Demikian hal itu ditegaskan Wiranto saat membuka Rapat Koordinasi (Rakornas) Bidang Kewaspadaan Nasional Dalam Rangka Pemantapan Penyelenggaraan Pemilu Serentak Tahun 2019, di Ballroom Grand Paragon Hotel, Jakarta, pada Rabu (27/3).

“Tidak ada alasan karena Pemilu kita bermusuhan, pertunjukan yang aneh kalau pilihan beda tapi kebersamaan tergerus,” ucapnya.

Menurutnya, pilihan boleh beda, beda pilihan sudah biasa, beda pendapat biar saja, yang penting tidak berkelahi. Pemilu juga sebagai wahana untuk para calon pemimpin beradu konsep, gagasan, dan integritas yang meyakinkan agar mampu dipilih oleh masyarakat.  “Ingat, Pemilu ini ajang memilih pemimpin bukan ajang permusuhan,” tegasnya.

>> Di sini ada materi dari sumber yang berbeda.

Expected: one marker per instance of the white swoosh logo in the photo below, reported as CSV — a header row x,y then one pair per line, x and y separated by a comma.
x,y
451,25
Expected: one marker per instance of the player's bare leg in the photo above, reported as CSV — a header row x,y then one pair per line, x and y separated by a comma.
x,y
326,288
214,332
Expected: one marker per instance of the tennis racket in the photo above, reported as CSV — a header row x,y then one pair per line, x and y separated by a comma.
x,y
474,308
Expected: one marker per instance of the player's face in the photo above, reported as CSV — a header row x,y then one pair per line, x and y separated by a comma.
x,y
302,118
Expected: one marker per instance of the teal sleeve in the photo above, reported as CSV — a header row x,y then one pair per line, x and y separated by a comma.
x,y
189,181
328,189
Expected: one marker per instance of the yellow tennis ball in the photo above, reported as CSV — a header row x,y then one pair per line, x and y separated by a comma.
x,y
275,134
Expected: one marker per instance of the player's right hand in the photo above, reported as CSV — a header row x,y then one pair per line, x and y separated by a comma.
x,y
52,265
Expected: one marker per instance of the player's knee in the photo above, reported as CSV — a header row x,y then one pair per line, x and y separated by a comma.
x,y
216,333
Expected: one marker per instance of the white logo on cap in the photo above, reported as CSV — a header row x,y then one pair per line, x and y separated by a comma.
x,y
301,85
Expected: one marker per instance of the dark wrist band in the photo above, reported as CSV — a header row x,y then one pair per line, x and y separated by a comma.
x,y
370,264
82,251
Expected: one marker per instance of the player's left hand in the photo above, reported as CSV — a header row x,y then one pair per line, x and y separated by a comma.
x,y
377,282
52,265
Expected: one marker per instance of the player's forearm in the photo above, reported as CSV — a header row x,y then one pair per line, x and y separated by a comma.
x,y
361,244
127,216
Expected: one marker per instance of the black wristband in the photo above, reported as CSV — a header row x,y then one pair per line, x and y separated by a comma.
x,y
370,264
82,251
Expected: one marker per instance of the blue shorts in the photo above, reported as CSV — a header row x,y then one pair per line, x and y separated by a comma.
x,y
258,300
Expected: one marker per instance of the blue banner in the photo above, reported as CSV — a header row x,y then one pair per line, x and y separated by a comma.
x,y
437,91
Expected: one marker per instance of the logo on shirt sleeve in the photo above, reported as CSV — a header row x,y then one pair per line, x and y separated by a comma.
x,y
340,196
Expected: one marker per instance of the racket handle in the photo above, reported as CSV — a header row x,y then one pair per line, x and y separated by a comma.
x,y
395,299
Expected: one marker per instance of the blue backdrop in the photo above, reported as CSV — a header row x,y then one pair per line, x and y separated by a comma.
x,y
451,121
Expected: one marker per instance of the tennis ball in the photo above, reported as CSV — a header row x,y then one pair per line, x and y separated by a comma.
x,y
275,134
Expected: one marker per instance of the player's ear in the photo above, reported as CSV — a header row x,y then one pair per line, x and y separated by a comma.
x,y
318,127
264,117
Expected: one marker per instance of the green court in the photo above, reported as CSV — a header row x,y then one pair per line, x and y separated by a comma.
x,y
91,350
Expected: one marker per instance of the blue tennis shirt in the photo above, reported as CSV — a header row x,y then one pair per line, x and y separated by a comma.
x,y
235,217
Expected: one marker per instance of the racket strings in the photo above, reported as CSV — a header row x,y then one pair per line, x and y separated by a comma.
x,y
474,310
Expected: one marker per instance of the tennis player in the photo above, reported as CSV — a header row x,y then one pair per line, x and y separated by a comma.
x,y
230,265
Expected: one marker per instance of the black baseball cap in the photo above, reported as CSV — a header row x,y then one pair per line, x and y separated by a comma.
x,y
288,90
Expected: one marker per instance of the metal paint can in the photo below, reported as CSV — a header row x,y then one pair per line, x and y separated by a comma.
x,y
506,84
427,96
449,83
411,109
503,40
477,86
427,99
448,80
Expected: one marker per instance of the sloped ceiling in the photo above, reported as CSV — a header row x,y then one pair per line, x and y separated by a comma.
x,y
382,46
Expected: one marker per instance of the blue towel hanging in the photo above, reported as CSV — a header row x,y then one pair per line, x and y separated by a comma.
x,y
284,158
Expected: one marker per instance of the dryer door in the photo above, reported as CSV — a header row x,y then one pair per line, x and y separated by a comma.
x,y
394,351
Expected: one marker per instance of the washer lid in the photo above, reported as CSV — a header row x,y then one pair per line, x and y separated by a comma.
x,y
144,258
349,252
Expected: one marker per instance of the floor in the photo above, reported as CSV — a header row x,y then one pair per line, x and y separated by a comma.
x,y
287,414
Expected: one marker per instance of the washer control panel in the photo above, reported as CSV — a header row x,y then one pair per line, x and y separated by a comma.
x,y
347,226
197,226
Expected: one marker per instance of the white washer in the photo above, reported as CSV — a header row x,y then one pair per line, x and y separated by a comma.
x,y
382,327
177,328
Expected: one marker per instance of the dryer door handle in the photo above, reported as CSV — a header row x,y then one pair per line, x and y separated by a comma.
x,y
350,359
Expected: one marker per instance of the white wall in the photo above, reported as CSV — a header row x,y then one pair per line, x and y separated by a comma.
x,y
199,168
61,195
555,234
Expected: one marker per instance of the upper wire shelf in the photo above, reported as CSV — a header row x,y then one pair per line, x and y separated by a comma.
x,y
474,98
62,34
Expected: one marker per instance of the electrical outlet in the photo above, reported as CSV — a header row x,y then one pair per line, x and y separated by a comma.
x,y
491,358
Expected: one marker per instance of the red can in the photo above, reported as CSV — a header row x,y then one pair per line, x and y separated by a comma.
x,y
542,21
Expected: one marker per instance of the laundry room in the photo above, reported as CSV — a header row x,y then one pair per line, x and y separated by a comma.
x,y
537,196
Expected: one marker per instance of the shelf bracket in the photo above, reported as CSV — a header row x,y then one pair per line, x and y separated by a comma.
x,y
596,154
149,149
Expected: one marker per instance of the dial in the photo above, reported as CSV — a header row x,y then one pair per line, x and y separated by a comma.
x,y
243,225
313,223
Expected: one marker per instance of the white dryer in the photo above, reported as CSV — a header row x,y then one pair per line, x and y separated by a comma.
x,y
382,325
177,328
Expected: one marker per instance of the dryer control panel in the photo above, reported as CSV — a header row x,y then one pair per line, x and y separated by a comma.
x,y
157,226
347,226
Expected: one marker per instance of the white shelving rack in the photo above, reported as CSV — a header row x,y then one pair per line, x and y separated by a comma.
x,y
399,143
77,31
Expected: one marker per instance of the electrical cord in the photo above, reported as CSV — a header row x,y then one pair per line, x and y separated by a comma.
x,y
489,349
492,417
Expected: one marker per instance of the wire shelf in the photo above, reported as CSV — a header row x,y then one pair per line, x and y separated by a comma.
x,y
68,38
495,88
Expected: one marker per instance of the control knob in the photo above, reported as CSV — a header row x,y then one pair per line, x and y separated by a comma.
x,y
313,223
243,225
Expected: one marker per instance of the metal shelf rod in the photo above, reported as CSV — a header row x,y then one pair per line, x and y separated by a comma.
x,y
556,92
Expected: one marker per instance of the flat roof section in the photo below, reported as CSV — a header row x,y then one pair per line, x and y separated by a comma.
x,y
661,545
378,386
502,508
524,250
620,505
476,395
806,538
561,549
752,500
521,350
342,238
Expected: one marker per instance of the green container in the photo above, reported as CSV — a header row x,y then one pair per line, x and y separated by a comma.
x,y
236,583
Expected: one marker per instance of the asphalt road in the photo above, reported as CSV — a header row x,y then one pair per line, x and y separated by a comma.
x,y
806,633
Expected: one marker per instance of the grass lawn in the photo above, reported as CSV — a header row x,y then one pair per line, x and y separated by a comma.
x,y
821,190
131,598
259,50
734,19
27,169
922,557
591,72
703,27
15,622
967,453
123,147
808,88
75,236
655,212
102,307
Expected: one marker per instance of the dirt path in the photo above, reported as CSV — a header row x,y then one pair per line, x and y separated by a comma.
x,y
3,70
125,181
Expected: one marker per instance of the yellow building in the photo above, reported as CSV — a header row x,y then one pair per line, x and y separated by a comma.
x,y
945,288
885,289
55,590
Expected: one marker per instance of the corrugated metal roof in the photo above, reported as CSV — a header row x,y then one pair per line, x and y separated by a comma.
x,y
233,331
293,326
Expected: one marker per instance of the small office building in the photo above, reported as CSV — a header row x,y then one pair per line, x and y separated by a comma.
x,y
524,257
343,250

“Pemilu itu kewajiban konstitusi lima tahun sekali untuk memilih pemimpin, bukan mengadu pemimpin. Pemimpin tidak diadu tapi dipilih, dia tidak saling berhadapan tapi dihadapkan pada publik untuk menampilkan perilaku, rekam jejak, menampilkan kompetensi yang berintegritas untuk dilihat dan dipilih masyarakat,” ungkapnya.

Wiranto juga berpesan agar bangsa Indonesia mampu mempertahankan persatuan dan kesatuan yang telah dijaga dan dirawat selama ini. “Indonesia meraih gelar sebagai negara dengan kepercayaan publik tertinggi nomor satu di dunia, negara tujuan investasi, dan lain sebagainya. Saya pesan, ini adalah capaian kita, jangan sampai dirusak oleh permusuhan dan perpecahan Pemilu,” tambahnya. (aw/setkab).